Perhaps it is fear that leaves us with such frightening air hunger and ties our lungs with world forests. There’s something tantalizingly familiar, and strangely human, about the idea that a tree is lungful. That forests like the Amazon are embodied like us, by the power of personification, we have a responsibility to the preservation of their perceived humanity (but not necessarily the preservation of the humanity of Indigenous peoples living within them). And this leads me back to Gerrard’s virtual sculptures, Smoke Trees, because on the one hand, I read these works as a commentary on deforestation and forest fires. Notice our focus is directed toward the only smoking tree in the manufactured landscape. The value that I see in Smoke Trees is how it speculates on bad breath, that is, our nightmarish fantasies of carbon and climate change. If forest fires unmake worlds, then the smoking tree in Smoke Trees underscores the persistence of the virtual vegetal materiality despite their literal erasures.
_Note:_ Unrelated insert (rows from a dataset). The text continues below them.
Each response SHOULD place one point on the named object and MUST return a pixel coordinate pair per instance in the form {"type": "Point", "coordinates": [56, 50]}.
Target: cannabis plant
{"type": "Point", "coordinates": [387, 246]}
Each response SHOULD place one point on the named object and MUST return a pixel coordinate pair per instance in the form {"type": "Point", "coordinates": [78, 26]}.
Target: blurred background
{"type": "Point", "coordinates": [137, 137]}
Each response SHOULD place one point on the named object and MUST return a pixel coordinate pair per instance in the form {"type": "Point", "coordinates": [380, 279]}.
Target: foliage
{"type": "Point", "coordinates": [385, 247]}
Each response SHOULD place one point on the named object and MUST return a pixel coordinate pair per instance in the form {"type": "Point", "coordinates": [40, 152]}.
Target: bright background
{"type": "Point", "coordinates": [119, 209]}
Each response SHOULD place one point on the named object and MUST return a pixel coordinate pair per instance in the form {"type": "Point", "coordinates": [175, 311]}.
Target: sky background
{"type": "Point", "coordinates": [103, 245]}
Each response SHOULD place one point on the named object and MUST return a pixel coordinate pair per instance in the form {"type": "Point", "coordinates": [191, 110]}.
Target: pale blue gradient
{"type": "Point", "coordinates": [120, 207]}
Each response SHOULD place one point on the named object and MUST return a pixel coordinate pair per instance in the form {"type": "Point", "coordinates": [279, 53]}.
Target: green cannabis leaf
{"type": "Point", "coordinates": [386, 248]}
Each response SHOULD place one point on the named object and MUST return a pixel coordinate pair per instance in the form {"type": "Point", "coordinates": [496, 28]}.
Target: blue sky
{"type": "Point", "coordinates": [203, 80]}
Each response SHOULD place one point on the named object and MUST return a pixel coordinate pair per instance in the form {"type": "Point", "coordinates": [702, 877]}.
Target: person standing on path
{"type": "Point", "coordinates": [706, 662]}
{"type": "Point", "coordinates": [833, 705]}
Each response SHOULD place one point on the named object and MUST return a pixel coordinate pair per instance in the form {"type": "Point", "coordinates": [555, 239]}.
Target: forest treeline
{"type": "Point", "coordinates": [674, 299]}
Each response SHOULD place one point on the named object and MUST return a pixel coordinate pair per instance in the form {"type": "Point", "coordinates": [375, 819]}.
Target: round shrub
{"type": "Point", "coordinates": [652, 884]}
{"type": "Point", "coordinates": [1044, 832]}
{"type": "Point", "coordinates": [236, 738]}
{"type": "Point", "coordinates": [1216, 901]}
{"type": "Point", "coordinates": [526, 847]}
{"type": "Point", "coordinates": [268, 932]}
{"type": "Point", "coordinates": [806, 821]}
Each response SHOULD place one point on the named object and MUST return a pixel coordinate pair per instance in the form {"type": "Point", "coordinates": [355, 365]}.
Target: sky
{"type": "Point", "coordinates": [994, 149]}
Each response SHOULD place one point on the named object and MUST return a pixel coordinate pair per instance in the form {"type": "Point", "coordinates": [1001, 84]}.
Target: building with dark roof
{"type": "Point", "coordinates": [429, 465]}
I’m conscious that I am slipping in and out of the cruelty of metaphor. I’m using the image of breath outside of a very human framework than I began in this essay. The anthropomorphism of a rainforest, a tree, and a lake erases the weirdness of other forms of respiration. But at a talk on poetry and plants, hosted by Davy Knittle at the Kelly Writers House on March 31, 2021, poet Evelyn Reilly made a wonderful comment that “Metaphor is how we think.”4The entire discussion can be accessed here: “Plants and Poetics: Panel Discussion,” moderated by Davy Knittle, Kelly Writers House, March 31, 2021, https://www.youtube.com/watch?v=pCSoDITUJHQ. And in this moment of carbon-based respiration, I encourage us to embrace breathing as a metaphor, as a device with which to apprehend the landscapes like Smoke Trees and the Amazon Rainforest that are in full explosion of their emissions. Breathing helps us to think through our exchanges with other carbon-based life forms. To do so means to confront the catastrophe of the bad breath we call climate change that inflames our lungs and demands our action. Because right now, none of us can afford to hold our breath.